It didn't. It took several hundreds of years to take a hold of people's fears and worries to subject them to eternal servitude to the ones that claimed they are superior.
One of the features of Christianity that made it popular was the idea that all are equal in God's eyes. The poor, enslaved, and downtrodden are no less worthy of God's love and attention than the most high Roman Senator. Even women were equal, a truly revolutionary concept.
This is really not true though. Hell, there were pagan religions that held women in higher standing and more equal to men than Christianity
One of the features of Christianity that made it popular was the idea that all are equal in God's eyes. The poor, enslaved, and downtrodden are no less worthy of God's love and attention than the most high Roman Senator. Even women were equal, a truly revolutionary concept.
One of the features of Christianity that made it popular was the idea that all are equal in God's eyes. The poor, enslaved, and downtrodden are no less worthy of God's love and attention than the most high Roman Senator. Even women were equal, a truly revolutionary concept.
Not really.
Telling women that they are inferior and that they should accept their abuse while they're alive just because they could end up in their religion's heaven is mental abuse, which religion, especially Christian religion, is an expert in.
Telling slave owners that they are blessed, for 1,000 years of practicing their actions, is one of the features of Christianity that made it what it is ... allowance for imposing suffering for one's finanial benefit.

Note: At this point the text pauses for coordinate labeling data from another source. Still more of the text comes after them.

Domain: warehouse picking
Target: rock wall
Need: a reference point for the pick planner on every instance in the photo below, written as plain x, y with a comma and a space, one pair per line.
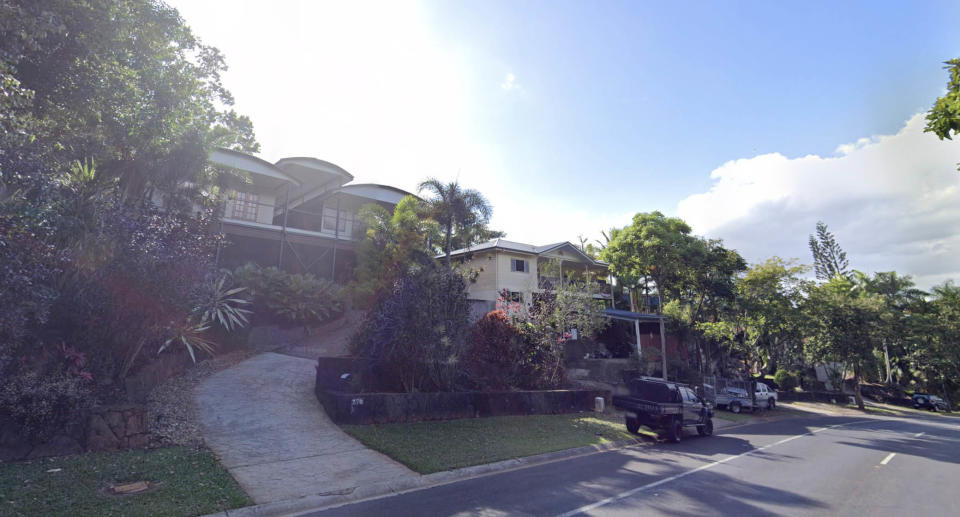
108, 428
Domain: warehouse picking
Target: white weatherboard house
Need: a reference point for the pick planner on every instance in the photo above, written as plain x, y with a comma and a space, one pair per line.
524, 270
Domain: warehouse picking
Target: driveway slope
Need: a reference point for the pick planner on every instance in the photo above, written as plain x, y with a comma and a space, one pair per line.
263, 420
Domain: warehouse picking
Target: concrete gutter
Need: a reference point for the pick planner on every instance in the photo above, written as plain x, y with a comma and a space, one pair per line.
323, 501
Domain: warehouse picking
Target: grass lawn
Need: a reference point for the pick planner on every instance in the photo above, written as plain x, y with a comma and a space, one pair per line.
428, 447
186, 482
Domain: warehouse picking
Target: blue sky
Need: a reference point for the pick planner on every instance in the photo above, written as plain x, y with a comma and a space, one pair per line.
572, 116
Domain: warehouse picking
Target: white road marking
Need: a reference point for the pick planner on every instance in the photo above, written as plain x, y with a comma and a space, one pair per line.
628, 493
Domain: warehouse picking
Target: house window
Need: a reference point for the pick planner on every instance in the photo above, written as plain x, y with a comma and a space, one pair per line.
519, 265
246, 206
330, 223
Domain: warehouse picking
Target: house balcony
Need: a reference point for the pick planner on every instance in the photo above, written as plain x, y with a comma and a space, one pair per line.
266, 220
550, 283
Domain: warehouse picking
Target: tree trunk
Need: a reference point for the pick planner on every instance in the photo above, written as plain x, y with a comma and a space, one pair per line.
856, 387
446, 246
886, 360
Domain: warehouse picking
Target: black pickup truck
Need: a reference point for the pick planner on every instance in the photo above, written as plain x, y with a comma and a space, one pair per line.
664, 406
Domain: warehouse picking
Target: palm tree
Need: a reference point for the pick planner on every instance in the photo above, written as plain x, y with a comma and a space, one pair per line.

Yeah, and the early Church, as well as Judaism actually made those principles realized in communnitarian, economic and social spheres in life.
Something American Right With Christians always try and avoid to defend their idol of Capitalism.
Too bad that communitarian thing usually doesn't work out. Venezuela seems to be the latest failure in that regard, even with all that oil money. Perhaps it is simply that the leaders of leftist governments are seldom christian.
Of course, the whole whole libertian/free market economy is being tried in Honduras, and it raced to the bottom of the scrap heap. And the president is very decisively Catholic
And the coup d’état, the resulting international sanctions, the crack down on the free press, and the rampant crime and human rights violations have nothing to do with their economic troubles. :roll:
Too bad that communitarian thing usually doesn't work out. Venezuela seems to be the latest failure in that regard, even with all that oil money. Perhaps it is simply that the leaders of leftist governments are seldom christian.
Venezuela is failing because it was a one Resource economy ... Not because it had anti-poverty campaigns and nationalized oil.
Pre-1970s, in Europe many socialist governments were explicitly christian, that was even the case in the US With MLK and Eugene Debs being the most famous examples of explicitly christian socialists, Hell Hugo Chavez, whatever you think of him, was the most vocally and emphatically Christian political head of state in the Americas at the time, the New guy not so much.
But the point is, whether or not leftist governments are or are not christian, doesn't change the fact that the communitarian and economic egalitarian principles in the scriptures and in Judaism and CHristianity are there and binding for christians today .... I mean if Nazi's and Stalinists were anti-abortion, that would say absolutely NOTHING as to whether or not CHristians should be anti-abortion, the scriptures dictate that a christian should be.
Stalinists and Nazi's also considered homosexuality and abomination, but that should have NO bearing on a Christians view on homosexuality as a sin.
The fact that in the United States most so-called leftists are also post-modern liberals who have no real moral grounding, doesn't mean that Christians should latch on to ultra Capitalism, which has been the most destructive force to communities, families, the Church, and is the nubmer one Idol of today and goes explicitly against Christian values.
Christianity appealed strongly to disaffected populations in the Roman Empire, which made up a majority of those who lived there. Paganism was more of a civic duty to Romans than a religion. Few Romans actually believed in the Gods. There was a sense that only the patricians of Rome had a legitimate claim on paganism. The pagan gods would take little heed of common people, so the common people needed a god to watch over them. That's what Christianity provided along with a revolutionary idea -- that all people are worthy of God's love and attention, the poor and downtrodden especially so. As Christianity became the dominant religion in the Empire the leaders gained a sense of responsibility for the poor and downtrodden that they may not have had before. That's not to say that pagan Rome had no charity, but that charity was more of the patron-client sort previously. If you were not potentially useful to some powerful patron you were pretty much out of luck.
No. Suffice to say that 2000 years of Christian scholarship, teaching, reflection and prayer say that the scriptures you refer to don't mean that we should all live as communists or that buying and selling or holding private property or having money are bad.
There is a crucial difference between the charity shown in the Book of Acts and throughout the Bible and the "charity" of a communist government, which is that the former is freely, personally, and voluntarily given in love for the glory of God, while the latter is coerced, impersonal, soulless, and godless. The idea that the scriptures seem to support communism is contradicted by the practice of communist governments.